The Socio-Economic Research Centre says the electric and electronics sector stands to benefit from the US-China trade war. (Bernama pic)

KUALA LUMPUR: A research think tank says Malaysia can reap some benefits from the ongoing trade war between the US and China but warns that Putrajaya will need to act quickly to facilitate trade diversions and the relocation of businesses.

At a press briefing today, Socio-Economic Research Centre (SERC) executive director Lee Heng Guie said the electric and electronics sector could especially benefit from the trade war.

But he said this would depend on whether there is a potential for substitute products affected by the trade war and the constraints faced by companies, such as the shortage of labour.

He said investors in China and the US would be strategising on long-term diversification as the trade war passes the one-year mark.

“The lesson we can learn from the trade war is that we cannot put all our eggs into one basket.

“We have to continue to diversify sources of investments, suppliers, markets and products so that we are not at the mercy of the trade war.”

He advised Putrajaya to focus on strengthening its economic fundamentals and leveraging Malaysia’s strategic location, not just as a production centre but as a transhipment hub as well.

“It can consider an export credit scheme for SMEs to build their export capacity, reduce export duty on raw materials, assist in the exploration of new markers and provide incentives to attract multinational companies to establish principal hubs in Malaysia,” he said.

Lee urged the government to clarify the ongoing negotiations for the Comprehensive and Progressive Agreement for Trans-Pacific Partnership and expedite the Regional Comprehensive Economic Partnership.

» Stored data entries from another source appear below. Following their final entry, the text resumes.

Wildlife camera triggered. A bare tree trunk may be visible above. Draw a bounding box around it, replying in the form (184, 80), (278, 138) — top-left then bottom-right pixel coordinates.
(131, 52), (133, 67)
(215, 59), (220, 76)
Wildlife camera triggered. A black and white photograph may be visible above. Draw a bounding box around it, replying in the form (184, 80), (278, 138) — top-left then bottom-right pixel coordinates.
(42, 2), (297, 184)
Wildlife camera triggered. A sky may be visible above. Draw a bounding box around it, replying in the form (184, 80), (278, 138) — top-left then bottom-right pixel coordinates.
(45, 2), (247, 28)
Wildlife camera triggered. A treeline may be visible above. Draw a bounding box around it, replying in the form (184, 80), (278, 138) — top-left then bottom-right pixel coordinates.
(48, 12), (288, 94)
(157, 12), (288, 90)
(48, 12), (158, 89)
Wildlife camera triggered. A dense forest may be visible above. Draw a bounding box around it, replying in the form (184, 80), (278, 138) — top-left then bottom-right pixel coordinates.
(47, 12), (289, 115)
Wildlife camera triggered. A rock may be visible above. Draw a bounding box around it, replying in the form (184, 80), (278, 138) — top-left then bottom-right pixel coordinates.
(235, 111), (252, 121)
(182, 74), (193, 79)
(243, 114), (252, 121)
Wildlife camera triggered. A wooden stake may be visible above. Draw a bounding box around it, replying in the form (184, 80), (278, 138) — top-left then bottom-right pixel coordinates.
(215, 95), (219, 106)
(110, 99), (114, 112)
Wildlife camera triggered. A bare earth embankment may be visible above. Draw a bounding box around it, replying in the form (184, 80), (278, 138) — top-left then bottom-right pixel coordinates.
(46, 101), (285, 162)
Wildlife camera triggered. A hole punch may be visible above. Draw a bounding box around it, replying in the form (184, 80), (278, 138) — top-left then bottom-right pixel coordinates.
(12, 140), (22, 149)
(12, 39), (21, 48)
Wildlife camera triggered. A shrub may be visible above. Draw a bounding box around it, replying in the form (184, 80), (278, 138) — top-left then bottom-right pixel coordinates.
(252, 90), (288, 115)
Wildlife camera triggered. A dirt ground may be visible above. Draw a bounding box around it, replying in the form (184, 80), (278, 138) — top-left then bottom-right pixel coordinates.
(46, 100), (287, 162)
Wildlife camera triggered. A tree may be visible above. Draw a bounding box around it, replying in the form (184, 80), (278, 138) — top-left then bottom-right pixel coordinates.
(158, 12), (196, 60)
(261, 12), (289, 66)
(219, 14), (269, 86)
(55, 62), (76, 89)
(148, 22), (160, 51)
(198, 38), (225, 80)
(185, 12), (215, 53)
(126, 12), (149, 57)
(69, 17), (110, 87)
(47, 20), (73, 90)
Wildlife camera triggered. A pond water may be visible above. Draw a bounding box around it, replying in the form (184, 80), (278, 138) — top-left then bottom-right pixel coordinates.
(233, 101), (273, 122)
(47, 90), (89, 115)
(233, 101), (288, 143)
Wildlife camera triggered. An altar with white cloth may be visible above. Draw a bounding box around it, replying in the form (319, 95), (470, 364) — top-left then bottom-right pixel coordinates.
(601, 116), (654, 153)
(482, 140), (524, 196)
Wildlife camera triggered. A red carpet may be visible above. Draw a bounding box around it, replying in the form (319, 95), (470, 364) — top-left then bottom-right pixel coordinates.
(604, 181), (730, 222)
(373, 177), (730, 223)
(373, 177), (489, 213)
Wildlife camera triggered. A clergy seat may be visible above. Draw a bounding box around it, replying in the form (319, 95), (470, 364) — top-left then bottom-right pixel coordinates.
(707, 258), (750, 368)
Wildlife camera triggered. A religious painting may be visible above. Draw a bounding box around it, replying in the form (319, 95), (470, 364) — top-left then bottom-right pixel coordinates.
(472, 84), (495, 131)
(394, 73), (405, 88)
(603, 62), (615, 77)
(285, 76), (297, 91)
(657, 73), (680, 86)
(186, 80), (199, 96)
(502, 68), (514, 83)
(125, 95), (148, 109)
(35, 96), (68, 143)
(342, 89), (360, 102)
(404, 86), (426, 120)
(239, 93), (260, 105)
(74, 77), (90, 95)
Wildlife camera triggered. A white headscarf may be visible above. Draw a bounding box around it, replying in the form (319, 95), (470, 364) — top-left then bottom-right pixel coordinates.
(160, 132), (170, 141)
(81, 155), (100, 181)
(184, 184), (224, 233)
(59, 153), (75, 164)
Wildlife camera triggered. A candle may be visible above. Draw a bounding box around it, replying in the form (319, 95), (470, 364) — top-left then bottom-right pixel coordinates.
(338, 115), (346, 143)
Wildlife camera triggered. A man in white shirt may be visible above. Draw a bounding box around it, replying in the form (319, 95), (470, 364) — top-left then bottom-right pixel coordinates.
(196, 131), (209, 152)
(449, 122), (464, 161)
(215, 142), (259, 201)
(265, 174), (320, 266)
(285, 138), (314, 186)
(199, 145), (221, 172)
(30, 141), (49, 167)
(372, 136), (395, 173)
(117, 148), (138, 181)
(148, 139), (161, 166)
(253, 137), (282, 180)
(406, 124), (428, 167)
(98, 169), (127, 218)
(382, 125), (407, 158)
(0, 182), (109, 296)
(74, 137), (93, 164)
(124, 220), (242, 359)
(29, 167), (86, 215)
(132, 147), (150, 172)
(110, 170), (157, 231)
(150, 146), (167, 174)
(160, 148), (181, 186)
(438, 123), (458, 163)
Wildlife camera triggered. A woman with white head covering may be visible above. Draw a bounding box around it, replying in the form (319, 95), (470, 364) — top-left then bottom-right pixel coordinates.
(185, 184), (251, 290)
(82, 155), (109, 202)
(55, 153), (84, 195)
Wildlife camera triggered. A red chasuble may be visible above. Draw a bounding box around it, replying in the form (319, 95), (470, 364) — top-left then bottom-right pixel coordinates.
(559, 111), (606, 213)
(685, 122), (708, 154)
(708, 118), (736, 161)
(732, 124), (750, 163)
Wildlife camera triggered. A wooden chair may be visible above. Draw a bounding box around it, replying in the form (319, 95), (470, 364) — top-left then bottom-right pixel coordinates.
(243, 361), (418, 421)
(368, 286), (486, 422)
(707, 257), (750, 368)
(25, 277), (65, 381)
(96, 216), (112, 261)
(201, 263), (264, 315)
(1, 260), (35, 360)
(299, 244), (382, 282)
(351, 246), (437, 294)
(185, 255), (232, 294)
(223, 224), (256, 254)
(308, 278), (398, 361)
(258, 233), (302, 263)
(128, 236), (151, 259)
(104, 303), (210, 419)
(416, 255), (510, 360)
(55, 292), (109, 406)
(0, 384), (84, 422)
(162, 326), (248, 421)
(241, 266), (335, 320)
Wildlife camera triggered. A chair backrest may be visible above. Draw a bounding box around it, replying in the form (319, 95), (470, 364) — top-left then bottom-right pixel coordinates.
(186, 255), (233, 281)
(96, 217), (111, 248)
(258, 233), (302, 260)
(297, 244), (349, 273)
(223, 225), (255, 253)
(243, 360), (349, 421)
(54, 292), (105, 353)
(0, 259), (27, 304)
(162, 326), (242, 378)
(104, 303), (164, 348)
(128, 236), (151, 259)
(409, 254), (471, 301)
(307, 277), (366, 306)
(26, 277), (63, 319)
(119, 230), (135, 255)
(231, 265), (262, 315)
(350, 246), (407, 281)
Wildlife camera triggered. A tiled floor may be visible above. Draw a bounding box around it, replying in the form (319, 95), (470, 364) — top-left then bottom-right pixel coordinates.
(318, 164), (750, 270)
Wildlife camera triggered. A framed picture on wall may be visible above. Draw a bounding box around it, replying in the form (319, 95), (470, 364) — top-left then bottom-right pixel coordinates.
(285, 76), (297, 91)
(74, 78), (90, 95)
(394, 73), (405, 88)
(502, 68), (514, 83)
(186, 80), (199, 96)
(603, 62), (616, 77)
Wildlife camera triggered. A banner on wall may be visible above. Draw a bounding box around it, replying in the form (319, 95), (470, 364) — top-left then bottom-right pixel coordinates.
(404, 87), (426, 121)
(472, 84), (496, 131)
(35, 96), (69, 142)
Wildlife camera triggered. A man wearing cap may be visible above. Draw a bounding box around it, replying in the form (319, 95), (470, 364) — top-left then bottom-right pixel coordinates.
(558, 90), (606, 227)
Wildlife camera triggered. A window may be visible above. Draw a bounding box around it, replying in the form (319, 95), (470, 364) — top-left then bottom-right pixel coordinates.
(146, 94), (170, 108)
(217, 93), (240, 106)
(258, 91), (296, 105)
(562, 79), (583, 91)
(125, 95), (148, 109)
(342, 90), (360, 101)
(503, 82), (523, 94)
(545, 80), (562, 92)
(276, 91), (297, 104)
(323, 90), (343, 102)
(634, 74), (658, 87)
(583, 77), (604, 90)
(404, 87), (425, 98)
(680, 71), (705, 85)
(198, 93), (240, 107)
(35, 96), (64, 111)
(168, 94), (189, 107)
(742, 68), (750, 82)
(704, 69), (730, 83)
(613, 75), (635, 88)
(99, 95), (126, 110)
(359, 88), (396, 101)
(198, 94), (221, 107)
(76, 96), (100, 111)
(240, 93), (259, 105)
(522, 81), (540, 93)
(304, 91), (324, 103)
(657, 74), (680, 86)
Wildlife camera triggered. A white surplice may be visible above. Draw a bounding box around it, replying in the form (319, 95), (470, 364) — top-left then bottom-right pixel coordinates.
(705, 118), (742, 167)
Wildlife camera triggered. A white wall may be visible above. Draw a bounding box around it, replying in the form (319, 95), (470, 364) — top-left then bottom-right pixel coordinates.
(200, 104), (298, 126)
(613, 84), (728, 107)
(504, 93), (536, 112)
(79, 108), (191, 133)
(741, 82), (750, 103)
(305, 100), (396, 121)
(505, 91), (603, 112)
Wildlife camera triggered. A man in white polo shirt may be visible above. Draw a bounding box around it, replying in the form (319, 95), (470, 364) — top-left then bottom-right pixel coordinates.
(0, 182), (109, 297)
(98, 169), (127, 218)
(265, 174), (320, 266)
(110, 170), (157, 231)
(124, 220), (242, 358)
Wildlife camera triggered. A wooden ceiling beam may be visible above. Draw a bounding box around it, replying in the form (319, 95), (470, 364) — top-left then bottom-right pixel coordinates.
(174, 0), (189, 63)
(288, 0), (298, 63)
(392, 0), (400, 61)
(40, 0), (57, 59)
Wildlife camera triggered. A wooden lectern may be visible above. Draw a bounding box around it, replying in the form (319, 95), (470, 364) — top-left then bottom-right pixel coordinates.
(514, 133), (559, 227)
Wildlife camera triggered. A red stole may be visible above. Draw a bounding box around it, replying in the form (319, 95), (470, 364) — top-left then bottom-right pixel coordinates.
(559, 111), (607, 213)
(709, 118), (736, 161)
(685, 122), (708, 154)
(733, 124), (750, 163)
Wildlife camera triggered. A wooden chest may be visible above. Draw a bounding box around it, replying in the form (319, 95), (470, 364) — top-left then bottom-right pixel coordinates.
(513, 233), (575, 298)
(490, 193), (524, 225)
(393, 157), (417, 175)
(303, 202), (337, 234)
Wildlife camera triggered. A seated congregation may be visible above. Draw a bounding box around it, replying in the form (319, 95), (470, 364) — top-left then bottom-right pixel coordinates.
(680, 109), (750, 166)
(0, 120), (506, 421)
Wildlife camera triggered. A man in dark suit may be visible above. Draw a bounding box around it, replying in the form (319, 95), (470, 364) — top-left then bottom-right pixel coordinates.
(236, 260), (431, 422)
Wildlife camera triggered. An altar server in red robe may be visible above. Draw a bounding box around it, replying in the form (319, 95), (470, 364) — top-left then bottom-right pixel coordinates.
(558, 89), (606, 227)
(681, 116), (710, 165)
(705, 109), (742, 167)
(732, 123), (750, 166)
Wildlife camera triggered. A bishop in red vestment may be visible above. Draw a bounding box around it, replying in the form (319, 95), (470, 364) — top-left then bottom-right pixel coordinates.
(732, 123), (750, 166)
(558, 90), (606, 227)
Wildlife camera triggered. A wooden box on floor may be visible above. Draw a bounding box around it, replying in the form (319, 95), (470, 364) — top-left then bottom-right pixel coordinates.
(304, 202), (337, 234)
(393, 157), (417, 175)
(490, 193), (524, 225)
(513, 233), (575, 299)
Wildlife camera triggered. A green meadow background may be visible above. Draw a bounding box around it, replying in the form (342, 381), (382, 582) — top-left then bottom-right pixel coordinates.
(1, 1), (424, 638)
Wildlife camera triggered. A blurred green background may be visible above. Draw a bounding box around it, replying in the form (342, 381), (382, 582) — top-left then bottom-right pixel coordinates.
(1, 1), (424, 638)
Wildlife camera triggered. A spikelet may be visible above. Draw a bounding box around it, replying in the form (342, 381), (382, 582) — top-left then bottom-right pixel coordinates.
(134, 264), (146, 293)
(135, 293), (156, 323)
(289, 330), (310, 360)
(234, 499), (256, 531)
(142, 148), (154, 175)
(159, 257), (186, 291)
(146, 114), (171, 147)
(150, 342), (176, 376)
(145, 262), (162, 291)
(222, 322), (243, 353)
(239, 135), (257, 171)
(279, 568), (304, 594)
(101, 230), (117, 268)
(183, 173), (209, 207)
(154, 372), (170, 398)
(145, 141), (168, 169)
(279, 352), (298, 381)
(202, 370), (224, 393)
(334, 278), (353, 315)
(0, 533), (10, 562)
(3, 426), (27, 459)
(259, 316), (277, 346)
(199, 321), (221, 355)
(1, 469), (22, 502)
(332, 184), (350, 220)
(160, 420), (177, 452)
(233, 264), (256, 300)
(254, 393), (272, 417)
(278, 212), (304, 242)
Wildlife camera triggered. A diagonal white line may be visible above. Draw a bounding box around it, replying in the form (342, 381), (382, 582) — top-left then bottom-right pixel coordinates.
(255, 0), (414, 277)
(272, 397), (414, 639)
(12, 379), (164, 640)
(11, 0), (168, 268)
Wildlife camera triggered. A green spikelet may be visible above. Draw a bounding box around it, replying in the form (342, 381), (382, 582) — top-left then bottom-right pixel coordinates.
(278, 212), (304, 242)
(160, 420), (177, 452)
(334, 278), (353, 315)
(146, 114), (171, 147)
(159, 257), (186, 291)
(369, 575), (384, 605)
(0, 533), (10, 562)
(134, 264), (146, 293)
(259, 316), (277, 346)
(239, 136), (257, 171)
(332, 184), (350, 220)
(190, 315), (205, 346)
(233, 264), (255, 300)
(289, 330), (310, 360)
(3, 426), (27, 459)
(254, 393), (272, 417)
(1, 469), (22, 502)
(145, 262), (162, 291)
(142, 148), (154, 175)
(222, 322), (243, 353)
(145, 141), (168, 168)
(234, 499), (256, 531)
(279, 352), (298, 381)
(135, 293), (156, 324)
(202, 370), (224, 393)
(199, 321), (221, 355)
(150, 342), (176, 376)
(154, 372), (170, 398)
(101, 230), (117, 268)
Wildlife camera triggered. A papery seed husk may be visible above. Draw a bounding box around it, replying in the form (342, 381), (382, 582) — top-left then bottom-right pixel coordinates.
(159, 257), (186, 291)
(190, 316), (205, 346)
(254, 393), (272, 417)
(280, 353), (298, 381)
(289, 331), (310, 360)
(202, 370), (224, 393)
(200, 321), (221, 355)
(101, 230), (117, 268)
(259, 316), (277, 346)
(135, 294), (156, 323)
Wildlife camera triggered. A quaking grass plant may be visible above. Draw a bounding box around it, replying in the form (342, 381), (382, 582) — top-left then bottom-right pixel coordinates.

He also urged the government to draw up plans to stimulate higher domestic investments and attract more quality foreign direct investments (FDI).

“We have attracted a lot of approved FDI but our approved domestic direct investments (DDI) continue to contract in the first quarter of the year by almost 30.5%.

“We need to balance the contribution between FDI and DDI.”

He suggested that the government look into ways to ease the costs of doing business, reduce regulatory requirements, review investment incentives and expedite incentives announced in Budget 2019.